Female Trouble is mellow in comparison — but only in comparison — as it also features numerous acts of strange depravities and the off-kilter humor that one expects from a John Waters film. Dawn Davenport (Divine) leaves home after beating up her parents when they don't give her cha-cha heels for Christmas. But while hitchhiking. she has sex with a slob named Earl (again Divine), and nine months later gives birth to Taffy (Mink Stole), whom Dawn beats with a car antenna whenever she does something annoying. After go-go dancing and hooking to survive, Dawn becomes a thief with a gang of juvenile delinquent friends (echoing earlier girl-gang films like Faster Pussycat! Kill! Kill!), and she meets the love of her life — a hairdresser named Gator — at the Lipstick Beauty Salon. The two get married to the furor of his Aunt Ida (Edith Massey), who wishes Gator would just go gay. But marriage is no paradise for Dawn, as her life starts falling apart: Gator likes to cheat on her, Taffy is a brat who likes to play games like "car accident," and Ida is constantly trying to provoke Dawn. Her saviors come when the owners of Lipstick Beauty Salon, Donald and Donna Dasher (John Lochary and Mary Vivian Pearce), meet Dawn and want her to become a model for their "Crime is Beauty" portfolio, and when Ida throws acid in Dawn's face, they only think her more beautiful.

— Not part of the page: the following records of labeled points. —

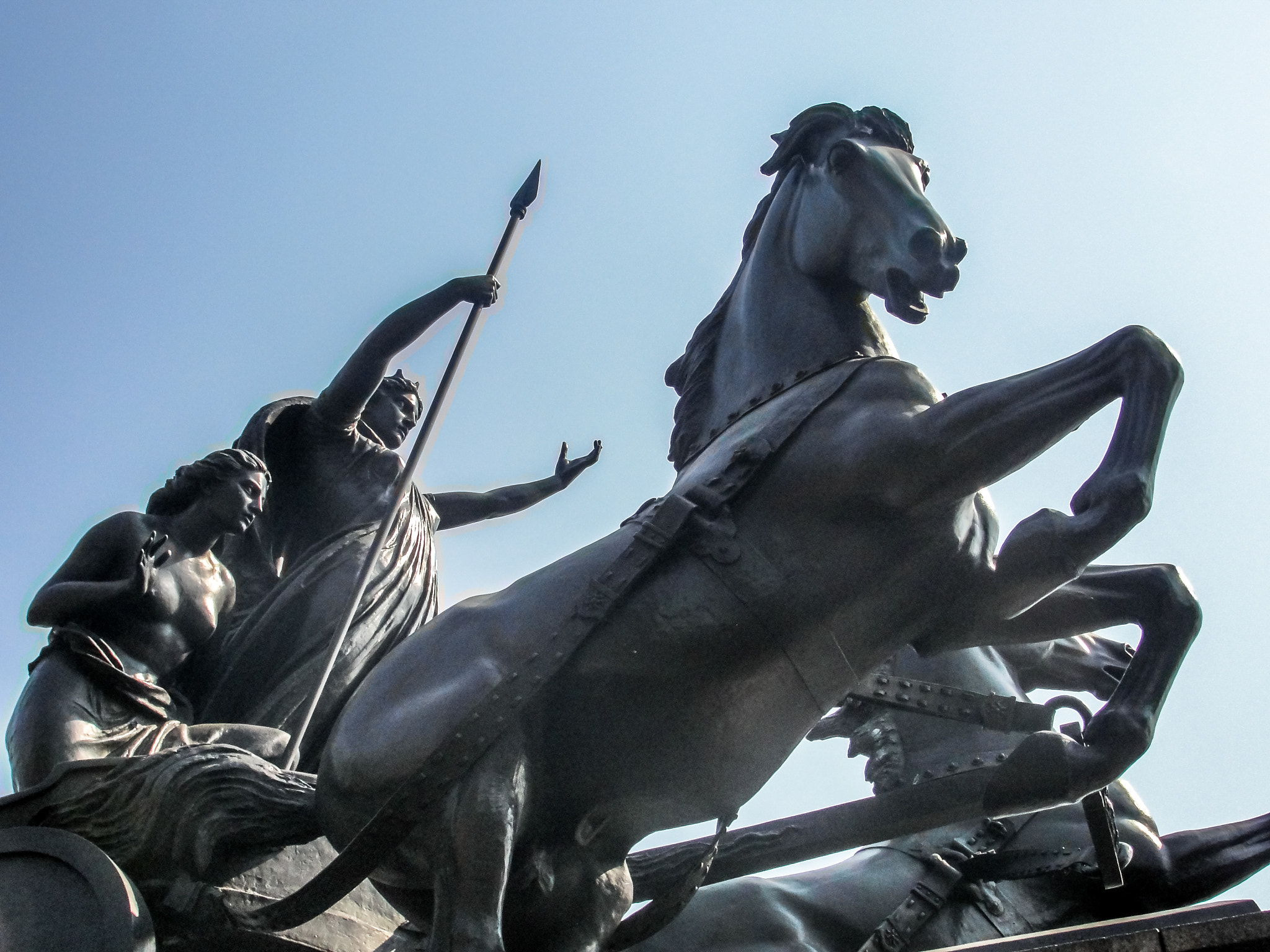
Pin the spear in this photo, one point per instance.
(521, 202)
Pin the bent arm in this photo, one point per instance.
(353, 386)
(97, 574)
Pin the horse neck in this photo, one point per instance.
(783, 324)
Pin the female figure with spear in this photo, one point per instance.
(334, 474)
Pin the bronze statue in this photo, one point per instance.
(334, 465)
(828, 509)
(1043, 874)
(139, 593)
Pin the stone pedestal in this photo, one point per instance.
(1217, 927)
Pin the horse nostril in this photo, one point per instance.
(926, 245)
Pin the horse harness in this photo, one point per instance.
(700, 513)
(982, 856)
(996, 712)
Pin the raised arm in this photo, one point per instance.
(463, 508)
(112, 564)
(353, 386)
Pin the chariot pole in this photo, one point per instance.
(521, 202)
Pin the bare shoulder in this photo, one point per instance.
(130, 528)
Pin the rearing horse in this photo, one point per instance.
(828, 509)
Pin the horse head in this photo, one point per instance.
(863, 219)
(846, 218)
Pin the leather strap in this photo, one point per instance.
(1008, 715)
(923, 902)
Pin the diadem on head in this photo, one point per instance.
(401, 384)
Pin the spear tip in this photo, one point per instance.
(527, 193)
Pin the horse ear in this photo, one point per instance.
(845, 154)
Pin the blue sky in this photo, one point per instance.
(206, 205)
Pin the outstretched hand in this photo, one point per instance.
(478, 289)
(568, 470)
(150, 559)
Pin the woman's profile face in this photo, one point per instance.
(391, 414)
(236, 501)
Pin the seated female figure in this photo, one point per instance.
(138, 596)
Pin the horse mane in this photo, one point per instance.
(691, 374)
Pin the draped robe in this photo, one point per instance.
(296, 568)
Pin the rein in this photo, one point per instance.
(996, 712)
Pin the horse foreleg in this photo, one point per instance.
(474, 852)
(978, 436)
(1198, 865)
(1049, 765)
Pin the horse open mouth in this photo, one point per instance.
(904, 299)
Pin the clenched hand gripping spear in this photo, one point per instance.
(525, 197)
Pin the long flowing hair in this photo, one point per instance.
(691, 375)
(191, 480)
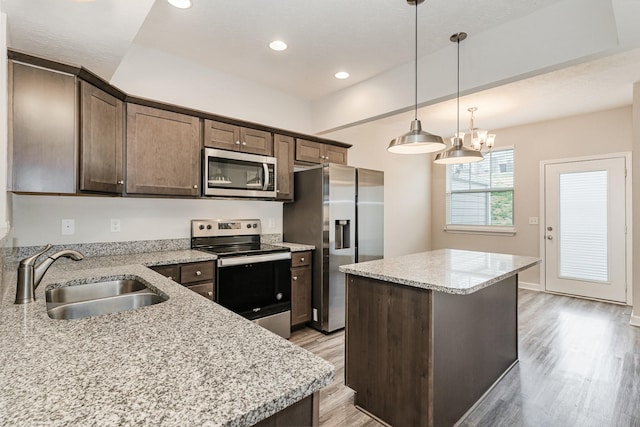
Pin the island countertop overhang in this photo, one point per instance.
(452, 271)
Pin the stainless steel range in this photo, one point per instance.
(253, 279)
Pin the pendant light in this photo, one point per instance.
(458, 153)
(416, 140)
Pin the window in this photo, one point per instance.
(480, 194)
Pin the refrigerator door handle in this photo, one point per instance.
(343, 233)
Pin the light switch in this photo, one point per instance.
(115, 225)
(68, 227)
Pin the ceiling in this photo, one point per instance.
(367, 38)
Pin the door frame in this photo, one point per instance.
(628, 216)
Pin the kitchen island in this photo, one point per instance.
(185, 361)
(428, 334)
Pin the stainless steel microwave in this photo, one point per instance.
(235, 174)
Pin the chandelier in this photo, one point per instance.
(480, 138)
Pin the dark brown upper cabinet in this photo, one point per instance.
(316, 152)
(284, 147)
(237, 138)
(43, 134)
(163, 152)
(101, 141)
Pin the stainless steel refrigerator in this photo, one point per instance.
(340, 210)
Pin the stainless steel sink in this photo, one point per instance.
(97, 298)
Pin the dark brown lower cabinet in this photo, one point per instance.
(196, 276)
(416, 357)
(300, 287)
(302, 413)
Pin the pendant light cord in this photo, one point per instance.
(458, 93)
(415, 111)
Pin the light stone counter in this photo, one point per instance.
(185, 361)
(296, 247)
(451, 271)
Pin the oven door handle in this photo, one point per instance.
(265, 169)
(252, 259)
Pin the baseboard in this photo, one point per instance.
(635, 319)
(530, 286)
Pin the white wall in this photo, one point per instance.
(149, 73)
(607, 131)
(37, 219)
(4, 211)
(635, 318)
(407, 195)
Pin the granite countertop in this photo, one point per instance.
(185, 361)
(444, 270)
(296, 247)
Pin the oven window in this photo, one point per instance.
(255, 289)
(238, 174)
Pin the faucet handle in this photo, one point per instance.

Deranged by the acid, and from mainlining eyeliner, Dawn becomes obsessed with the criminal life, thinking the closest thing to winning an Oscar is getting the electric chair. Influenced by Hershel Gordon Lewis, Russ Meyer, Jean Genet, and the Manson family and their trials, Waters weird obsessions take the spotlight in Female Trouble. It's sloppily paced and sporadic, but the Waters touches are masterstrokes (who else would think to have a parental figure begging her child to go gay?), and no film that has a larger-than-life transvestite doing trampoline exercises can be without merits.

*          *          *

The third and final installment in the chronologically reversed John Waters Collection, New Line presents both films anamorphically in their arguable aspect ratio (1.85:1) — arguable because they were shot in 16mm, but meant for theatrical release — and in both Dolby 2.0 Surround and the original mono. The picture quality is a bit rough (as should be expected from the 16mm stock shot on shoestring budgets using guerrilla filmmaking tactics), as is the audio. If you're not familiar with John Waters' various books or speaking engagements, he is a well-polished raconteur, and both films come with wonderful audio commentaries by the director that are almost as interesting as the pictures themselves. If Waters sounds a little tired on the Flamingos track, understand that he is a little talked out on this film (not only is it his most famous film, he also recorded a different commentary for the Criterion Laserdisc, in which he declared he would never talk about the film again). Flamingos also includes the deleted scenes hosted by Waters that accompanied the film's 25th Anniversary release, while Trouble is the longer European cut of the film. Both come with trailers, but if you're supplement-hungry and buy all three volumes, you can send in for a bonus disc with more supplements. Dual-DVD digipak with fold-over cover.